An American amateur radio operator, Charles Mellen at W1FH in Boston, maintained regular contact with Reginald Fox while he was operating the Radio Tibet equipment as amateur station AC4YN. The news from Tibet was then passed on to the well known American news commentator, Lowell Thomas. Soon afterwards, Thomas and his son were invited to make a visit to Lhasa where they met with Reginald Fox, and also the Dalai Lama, as well as the famous Austrian POW escapee from the internment camp in India, Heinrich Harrer.

In 1951, Radio Tibet, or Radio Lhasa as it was also known, was on the air with news bulletins just three evenings each week, though the low powered signal was heard only in Tibet and nearby areas of India. Just before the Chinese entered Lhasa, Fox fled back to Calcutta in India in March 1951.

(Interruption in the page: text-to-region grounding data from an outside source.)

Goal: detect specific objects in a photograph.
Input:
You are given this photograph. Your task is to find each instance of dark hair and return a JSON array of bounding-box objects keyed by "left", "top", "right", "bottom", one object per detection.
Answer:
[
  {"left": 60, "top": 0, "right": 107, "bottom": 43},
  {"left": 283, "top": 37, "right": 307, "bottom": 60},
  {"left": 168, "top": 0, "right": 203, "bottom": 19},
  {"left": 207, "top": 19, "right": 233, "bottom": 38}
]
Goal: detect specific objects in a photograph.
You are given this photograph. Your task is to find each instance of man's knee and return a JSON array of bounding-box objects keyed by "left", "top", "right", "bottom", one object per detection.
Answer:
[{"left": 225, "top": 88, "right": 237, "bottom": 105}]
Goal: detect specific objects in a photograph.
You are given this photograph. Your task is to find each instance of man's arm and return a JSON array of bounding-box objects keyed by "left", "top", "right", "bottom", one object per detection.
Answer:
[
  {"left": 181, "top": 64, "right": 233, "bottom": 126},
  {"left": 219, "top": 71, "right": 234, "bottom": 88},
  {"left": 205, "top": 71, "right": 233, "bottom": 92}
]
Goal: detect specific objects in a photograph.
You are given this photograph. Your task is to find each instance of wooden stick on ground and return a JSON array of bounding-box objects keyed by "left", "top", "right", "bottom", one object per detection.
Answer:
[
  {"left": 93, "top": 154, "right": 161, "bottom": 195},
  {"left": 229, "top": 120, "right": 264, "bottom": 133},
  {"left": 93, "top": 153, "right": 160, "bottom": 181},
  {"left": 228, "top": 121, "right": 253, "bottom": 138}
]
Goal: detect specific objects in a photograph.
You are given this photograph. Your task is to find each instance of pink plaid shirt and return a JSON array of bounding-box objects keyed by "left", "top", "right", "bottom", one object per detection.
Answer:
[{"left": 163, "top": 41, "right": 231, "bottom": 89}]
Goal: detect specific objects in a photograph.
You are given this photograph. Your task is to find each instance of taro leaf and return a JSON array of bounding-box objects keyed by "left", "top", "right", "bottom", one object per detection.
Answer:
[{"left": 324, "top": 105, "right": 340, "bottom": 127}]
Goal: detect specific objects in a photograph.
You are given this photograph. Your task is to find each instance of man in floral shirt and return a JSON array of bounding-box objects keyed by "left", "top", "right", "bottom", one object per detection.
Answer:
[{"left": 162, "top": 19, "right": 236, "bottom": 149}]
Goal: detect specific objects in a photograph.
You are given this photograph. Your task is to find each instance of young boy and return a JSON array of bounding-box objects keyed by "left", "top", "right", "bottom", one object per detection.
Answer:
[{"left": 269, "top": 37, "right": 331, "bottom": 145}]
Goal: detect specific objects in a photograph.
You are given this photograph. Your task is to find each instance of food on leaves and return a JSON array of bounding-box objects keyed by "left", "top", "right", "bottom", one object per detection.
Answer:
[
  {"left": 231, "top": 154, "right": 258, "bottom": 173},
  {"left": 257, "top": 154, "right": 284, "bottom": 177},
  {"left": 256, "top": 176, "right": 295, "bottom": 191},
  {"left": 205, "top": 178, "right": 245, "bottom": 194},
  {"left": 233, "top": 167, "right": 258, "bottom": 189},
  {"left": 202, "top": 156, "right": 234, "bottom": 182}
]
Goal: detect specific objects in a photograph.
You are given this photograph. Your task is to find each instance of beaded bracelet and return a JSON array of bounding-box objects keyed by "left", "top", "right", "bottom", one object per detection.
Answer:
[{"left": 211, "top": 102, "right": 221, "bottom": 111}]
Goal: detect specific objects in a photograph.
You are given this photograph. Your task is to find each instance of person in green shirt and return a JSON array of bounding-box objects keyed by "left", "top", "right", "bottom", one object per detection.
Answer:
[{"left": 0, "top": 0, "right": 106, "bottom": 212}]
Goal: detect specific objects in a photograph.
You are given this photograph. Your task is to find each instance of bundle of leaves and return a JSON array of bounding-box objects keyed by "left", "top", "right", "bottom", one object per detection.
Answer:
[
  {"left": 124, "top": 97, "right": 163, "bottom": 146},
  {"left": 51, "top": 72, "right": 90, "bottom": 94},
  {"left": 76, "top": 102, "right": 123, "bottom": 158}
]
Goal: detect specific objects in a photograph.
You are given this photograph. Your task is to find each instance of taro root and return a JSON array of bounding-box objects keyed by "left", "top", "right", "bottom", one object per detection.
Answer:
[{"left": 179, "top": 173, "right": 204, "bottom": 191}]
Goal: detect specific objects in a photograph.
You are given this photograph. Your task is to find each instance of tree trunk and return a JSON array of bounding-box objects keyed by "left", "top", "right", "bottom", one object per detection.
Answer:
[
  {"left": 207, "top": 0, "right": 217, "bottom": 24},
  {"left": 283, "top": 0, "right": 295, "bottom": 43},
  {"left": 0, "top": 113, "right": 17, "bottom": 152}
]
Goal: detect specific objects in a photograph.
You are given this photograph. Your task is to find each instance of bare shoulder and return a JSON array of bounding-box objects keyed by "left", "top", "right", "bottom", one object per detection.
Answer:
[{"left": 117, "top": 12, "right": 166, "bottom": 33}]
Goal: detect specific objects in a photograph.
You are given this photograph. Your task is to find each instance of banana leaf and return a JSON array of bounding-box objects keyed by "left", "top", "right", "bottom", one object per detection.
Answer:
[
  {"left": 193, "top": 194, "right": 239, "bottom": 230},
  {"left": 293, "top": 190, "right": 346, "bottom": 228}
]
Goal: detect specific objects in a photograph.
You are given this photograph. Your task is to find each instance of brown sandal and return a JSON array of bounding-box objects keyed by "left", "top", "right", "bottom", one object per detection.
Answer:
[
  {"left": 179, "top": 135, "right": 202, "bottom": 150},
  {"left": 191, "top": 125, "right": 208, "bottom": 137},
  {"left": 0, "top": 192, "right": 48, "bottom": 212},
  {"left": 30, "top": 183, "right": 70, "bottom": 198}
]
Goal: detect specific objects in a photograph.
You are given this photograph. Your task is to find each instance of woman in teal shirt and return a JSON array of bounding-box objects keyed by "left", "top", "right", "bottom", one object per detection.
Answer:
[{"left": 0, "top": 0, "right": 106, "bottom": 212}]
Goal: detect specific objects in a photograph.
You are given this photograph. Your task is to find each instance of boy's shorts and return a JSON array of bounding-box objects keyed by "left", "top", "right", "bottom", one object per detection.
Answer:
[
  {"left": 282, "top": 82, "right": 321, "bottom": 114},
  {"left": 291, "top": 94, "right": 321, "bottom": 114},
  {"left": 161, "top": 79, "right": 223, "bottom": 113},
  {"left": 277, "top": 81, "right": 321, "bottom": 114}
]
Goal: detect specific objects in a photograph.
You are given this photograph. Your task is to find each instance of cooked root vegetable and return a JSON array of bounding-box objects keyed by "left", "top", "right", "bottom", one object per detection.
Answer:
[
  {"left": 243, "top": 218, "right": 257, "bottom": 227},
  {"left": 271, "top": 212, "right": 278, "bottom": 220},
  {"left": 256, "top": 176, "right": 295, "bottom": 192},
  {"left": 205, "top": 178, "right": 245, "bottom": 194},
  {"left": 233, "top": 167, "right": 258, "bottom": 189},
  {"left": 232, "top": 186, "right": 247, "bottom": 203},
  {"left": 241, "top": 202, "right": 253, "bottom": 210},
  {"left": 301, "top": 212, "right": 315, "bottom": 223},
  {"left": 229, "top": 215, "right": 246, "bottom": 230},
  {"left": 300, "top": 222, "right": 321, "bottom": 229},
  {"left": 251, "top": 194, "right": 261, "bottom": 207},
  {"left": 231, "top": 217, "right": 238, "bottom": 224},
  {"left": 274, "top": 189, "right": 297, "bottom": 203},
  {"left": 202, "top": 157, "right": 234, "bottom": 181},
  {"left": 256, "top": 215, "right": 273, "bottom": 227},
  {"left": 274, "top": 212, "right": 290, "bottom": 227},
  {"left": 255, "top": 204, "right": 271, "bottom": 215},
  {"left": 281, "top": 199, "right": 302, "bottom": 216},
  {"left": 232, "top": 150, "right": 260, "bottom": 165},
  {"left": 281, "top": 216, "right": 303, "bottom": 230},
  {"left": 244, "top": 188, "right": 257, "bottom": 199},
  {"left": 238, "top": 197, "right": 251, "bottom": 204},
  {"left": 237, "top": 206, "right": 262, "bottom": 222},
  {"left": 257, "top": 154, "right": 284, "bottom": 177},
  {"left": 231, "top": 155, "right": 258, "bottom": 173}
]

Another Englishman, Robert Ford, was appointed in 1948 as a government radio officer by the Dalai Lama, and he was commissioned to establish a communication station at Chamdo, in a country area of Tibet. Ford also used his low powered radio equipment as an amateur radio station under his self-chosen callsign, AC4RF. He did not fare so well, and he was captured by the Chinese in October 1950, and he spent several years in Chinese prisons.

In 1953, after the Chinese had established themselves in Tibet, an Indian amateur, Mr. N. Chakravarthy of Bombay, went to Tibet and he established an amateur radio station with just 20 watts under the callsign AC4NC. He was on the air in Lhasa for just a few months.

Thus, during the 20 year period running from the mid 1930s to the mid 1950s, there were five different radio stations on the air in Tibet; 1 Chinese, 1 British, 2 Tibetan operated by Englishmen, and 1 Indian. All five were used for official communications, 4 were also used for amateur communication, 2 were used for the transfer of news information, and 1 was used also as a broadcasting station, Radio Tibet, Radio Lhasa. QSL cards were issued to confirm amateur QSO contacts for all four amateur operations.

So why are these QSL cards from Tibet so valuable today? Maybe it is because of the rarity of these cards, the low powered operation of the stations, the distant isolation of the country, the political events of the time, and the human drama of their operators.